SamStudio8 commented 4 years ago

Apologies, ignore my last message, thinking about it, that sounds like the job ran but didn't do what it was supposed to. Do you have any more information from the logs? Does pre_calls_to_draft.bam exist in that directory?

jagos01 commented 4 years ago

HI sam, Pre_calls_to_draft.bam does not exits. I have attached the contents of working directory and the snakemake log. Thanks, Scott

working.txt

2020-06-23T073822.372631.snakemake.log

SamStudio8 commented 4 years ago

@jagos01 Hi Scott, I've just looked at the rules and note that I've marked the pre_calls_to_draft ouput BAM as temporary. This works in the case where subsampling is activated, but when subsampling is disabled reticulatus symlinks the pre_calls files. I suspect what's happened here is the symlink has been successfully created, then the temporary files are destroyed, leaving a dangling symlink. I've pushed a possible fix in bb2830a8011ca49cec21e1d078fd9277fe726783. Please pull from the stable branch and try again.

Thanks for your patience!

SamStudio8 commented 4 years ago

@jagos01 Thanks for the log, I think the log supports my suspicions so hopefully not marking them as temporary will fix the problem.
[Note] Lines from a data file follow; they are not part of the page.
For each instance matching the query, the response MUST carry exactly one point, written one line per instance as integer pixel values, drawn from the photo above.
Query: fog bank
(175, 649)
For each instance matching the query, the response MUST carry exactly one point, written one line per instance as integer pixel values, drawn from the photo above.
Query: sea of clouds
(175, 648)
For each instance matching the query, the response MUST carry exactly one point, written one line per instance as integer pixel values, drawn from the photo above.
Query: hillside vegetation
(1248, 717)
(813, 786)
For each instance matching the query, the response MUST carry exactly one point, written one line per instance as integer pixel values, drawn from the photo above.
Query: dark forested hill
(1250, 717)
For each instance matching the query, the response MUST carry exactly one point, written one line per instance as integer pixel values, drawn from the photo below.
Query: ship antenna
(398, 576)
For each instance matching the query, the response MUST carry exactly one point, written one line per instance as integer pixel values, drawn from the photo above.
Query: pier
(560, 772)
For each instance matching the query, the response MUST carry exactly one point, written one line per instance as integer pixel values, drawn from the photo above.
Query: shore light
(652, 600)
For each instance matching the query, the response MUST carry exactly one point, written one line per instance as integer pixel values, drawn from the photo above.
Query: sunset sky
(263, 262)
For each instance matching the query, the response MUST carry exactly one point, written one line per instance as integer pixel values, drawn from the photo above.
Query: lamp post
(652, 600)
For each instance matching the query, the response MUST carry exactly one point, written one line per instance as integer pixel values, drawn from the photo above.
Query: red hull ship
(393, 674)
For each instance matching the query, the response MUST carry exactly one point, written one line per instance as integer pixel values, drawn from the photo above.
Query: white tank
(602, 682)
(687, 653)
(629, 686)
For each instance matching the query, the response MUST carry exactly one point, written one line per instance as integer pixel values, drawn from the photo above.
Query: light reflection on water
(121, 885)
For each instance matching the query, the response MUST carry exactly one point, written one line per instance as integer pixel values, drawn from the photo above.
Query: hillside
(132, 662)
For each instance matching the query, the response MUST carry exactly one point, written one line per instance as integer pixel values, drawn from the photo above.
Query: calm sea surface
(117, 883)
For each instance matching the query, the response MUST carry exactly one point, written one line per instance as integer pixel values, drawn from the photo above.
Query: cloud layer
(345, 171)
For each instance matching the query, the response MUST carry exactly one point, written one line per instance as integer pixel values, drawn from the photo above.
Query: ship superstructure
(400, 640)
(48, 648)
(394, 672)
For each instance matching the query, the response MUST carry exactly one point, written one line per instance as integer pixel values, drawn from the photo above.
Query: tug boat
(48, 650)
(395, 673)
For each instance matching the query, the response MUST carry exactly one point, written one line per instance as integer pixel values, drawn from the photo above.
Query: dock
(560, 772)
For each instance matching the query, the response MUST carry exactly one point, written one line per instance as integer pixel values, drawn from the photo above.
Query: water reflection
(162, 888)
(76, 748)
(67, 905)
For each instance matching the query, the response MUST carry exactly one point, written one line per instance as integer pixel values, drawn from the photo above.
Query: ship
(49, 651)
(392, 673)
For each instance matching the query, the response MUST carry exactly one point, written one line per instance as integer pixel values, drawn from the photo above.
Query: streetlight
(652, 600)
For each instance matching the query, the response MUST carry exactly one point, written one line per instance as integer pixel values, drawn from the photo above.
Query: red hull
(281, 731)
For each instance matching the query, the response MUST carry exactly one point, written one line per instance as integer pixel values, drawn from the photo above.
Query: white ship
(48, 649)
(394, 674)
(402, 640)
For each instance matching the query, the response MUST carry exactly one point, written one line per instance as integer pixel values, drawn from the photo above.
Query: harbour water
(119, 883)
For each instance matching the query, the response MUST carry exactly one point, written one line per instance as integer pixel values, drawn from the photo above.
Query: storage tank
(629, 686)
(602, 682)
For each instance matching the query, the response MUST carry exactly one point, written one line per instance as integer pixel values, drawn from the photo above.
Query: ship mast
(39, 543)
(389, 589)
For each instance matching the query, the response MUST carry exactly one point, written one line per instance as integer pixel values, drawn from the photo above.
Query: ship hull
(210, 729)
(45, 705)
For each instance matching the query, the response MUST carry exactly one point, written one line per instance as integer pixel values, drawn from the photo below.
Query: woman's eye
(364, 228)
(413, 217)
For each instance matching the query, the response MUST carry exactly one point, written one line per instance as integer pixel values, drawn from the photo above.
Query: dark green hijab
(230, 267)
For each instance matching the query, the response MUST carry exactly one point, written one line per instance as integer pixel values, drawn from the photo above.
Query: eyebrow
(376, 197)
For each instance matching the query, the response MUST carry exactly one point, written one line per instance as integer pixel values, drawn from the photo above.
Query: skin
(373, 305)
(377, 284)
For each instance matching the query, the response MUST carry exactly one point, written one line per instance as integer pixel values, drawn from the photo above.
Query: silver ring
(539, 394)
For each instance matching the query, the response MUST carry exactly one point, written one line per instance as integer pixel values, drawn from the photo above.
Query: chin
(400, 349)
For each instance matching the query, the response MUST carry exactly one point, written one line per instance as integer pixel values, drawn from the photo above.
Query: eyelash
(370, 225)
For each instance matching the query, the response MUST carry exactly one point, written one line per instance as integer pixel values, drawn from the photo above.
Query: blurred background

Let me know! I'll leave your bug report open until we get to the bottom of things.

jagos01 commented 4 years ago

Hello Sam, I pulled the latest fix and unfortunately get the same error as above. pre_calls_to_draft.bam is present but calls_to_draft.bam is a broken link. Thanks, Scott

SamStudio8 commented 4 years ago

@jagos01 That's progress - at least the pre_calls_to_draft exists now. What is it the calls_to_draft a broken link to? Is it pointing to the wrong location?

SamStudio8 commented 4 years ago

@jagos01 I have a minimal working example to trigger this issue now. I'll let you know when I've fixed it.

jagos01 commented 4 years ago

calls_to_bam is pointing to medaka-SpoIIA_test.flye25.ctg.cns.racon-ont-4.medaka-ont-1.fa/pre_calls_to_draft.bam which looks the right place. Thanks, Scott

SamStudio8 commented 4 years ago

Hi Scott, this was a silly mistake from me. I forgot the paths will be relative here. The symlinks are dangling because they are not created relative to the current location. I've added the -r flag to the step to create the link properly (https://github.com/SamStudio8/reticulatus/commit/639664ec41a0db717e3172ffdac82f98d716088a). The step completes on my example and successfully runs medaka.

jagos01 commented 4 years ago

Thanks Sam, he pipeline finished with medaka on my end as well. Scott

SamStudio8 commented 4 years ago

@jagos01 Excellent. Sorry about that - overriding the calls to draft BAM was the last thing I was working on before COVID so it took me a little bit of time to get back in the driving seat and remember what I was doing. Thanks for your patience, I hope the assembly looks good!

jagos01 commented 4 years ago

No worries. Thanks again for all your help.